December 18, 2007

CouchDB Performance

Seth Falcon gives CouchDB performance a nice going over in his article A quick look at CouchDB Performance. I actually tried to post a reply on the blog a couple of days ago, but I think something went wrong when I posted it. Anyway, my response is back, in blog form.

Performance-wise, things looks slightly better than I thought they would. A few things to note:

For Test 1, I created new documents in an empty database one after another in a loop.

=== Add single doc in a loop ===
|      N |  sec | Docs/sec |
|------–+------+----------|
|   1000 |    9 |      111 |
|  10000 |  102 |       98 |
| 100000 | 1075 |       93 |
The times scale linearly, but I was surprised to see a 1.3GB file size for the database in the 100K case.

I think he means the times scale constantly, not linearly, as a function of the number of documents in the database. Constant scaling is ideal, but in practice never achievable, and linear scaling is typical for unindexed, flat files. The actual update cost as a function of the number of documents is logarithmic, which is hard to see here. I think the fixed costs of the doc write, parsing and network overhead in these samples is outsizing the logarithmic degradation of the core index updates.

The large size of the file is due to the overhead of write-once internal indexes that must be partially copied with every document update. The compaction process will recover this space (the compaction code isn't done yet). In general, the amount of wasted space for a freshly compacted db should be less that 2x the raw document size (though the overhead per document is fixed + logarithmic cost, so large documents have less waste per document).

Here I was surprised both that 100K documents was enough to exhaust the system’s memory and that the result was a complete crash of the server. I wonder how hard it would be to take advantage of Erlang’s touted fault tolerant features to make the server more robust to such situations.

In this case, the high memory usage is due the lack of proper HTTP and JSON stream processing in the CouchDB HTTP server module. Everything is buffered before processing, causing the memory spikes you see. Switching to the mochiweb erlang HTTP server library will help with this.

And the fact that low memory causes the whole VM to crash is something that surprised and saddened me, and we are addressing it with a parent process to monitor and restart the VM process. I'm not happy at all that the Erlang VM is so fragile with memory allocations, I'd assumed it would terminate the virtual Erlang process requesting the memory, not the whole VM process. But I digress.

One thing I'd like to see are some concurrent client load tests, and see how many clients it supports and how performance looks with different read write loads. I think CouchDB will do very well here.

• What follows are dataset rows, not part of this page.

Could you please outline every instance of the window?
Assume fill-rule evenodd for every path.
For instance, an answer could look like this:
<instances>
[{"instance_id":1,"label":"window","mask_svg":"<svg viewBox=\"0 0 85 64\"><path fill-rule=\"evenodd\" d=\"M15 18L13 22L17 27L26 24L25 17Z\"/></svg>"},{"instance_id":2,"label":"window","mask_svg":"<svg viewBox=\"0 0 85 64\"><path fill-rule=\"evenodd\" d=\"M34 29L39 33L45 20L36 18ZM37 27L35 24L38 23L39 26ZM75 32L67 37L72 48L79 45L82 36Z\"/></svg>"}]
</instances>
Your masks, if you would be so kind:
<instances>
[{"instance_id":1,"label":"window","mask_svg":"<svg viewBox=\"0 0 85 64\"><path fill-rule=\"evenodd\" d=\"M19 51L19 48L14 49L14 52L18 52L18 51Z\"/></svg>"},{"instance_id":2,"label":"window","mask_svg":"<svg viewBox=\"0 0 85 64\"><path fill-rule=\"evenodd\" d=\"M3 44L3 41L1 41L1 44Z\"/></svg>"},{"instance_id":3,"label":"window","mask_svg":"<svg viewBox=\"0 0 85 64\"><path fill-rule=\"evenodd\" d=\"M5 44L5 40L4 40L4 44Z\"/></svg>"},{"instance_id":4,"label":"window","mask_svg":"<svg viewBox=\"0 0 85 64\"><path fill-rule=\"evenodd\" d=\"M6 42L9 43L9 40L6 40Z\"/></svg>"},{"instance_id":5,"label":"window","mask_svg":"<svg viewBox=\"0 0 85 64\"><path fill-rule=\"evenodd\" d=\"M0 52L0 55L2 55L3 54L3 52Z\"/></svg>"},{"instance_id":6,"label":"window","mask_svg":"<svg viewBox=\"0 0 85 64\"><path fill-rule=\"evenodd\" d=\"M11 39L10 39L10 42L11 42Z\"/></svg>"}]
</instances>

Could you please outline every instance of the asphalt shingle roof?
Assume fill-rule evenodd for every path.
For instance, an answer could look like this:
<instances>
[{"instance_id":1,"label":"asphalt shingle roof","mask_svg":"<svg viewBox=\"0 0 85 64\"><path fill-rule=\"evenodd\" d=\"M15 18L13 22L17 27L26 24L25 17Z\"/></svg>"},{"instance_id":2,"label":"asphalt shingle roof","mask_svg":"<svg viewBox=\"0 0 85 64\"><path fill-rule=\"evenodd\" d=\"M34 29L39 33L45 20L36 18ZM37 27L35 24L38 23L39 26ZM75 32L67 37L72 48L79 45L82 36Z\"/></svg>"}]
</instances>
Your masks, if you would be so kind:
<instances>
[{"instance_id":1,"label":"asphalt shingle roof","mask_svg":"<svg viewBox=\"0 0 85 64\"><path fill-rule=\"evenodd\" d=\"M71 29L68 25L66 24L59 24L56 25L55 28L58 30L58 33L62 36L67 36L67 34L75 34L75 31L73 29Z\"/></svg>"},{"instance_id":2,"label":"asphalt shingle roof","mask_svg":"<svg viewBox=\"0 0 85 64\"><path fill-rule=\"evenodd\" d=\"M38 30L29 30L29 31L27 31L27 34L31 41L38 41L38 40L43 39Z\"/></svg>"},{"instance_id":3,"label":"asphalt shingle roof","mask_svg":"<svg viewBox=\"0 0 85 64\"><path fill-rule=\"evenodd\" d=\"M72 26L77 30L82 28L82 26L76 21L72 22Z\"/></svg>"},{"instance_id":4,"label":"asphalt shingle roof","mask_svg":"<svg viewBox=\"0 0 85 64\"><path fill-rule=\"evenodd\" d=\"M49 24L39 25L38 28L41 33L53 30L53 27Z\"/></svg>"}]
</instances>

Anyway, great stuff Seth, thanks for the testing and article!

Link

December 13, 2007

Thoughts on Optimizing CouchDB

As I've stated before, no profiling work has been done on CouchDB whatsoever. It has just been quick enough that it hasn't mattered at these still early stages, so nothing has been optimized. It also means that CouchDB has lots of room for performance improvement. If it's fast enough now, when some serious work has been put into optimizations it should scream. I'd guess with a couple weeks of profiling and optimization, just finding and eliminating the hot spots will result in a 10x performance increase. I'm just guesstimating because easy-to-fix hotspots in unprofiled code usually account for ~90% of low hanging performance fruit.

CouchDB has a custom storage and view indexing engine with a simple design that is optimized first for reliability and availability, while having good update, retrieval and indexing performance. It's also designed for high concurrency, using optimistic updates that never block readers. It trades disk space to get much of this (fortunately disk space is cheap and getting cheaper all the time).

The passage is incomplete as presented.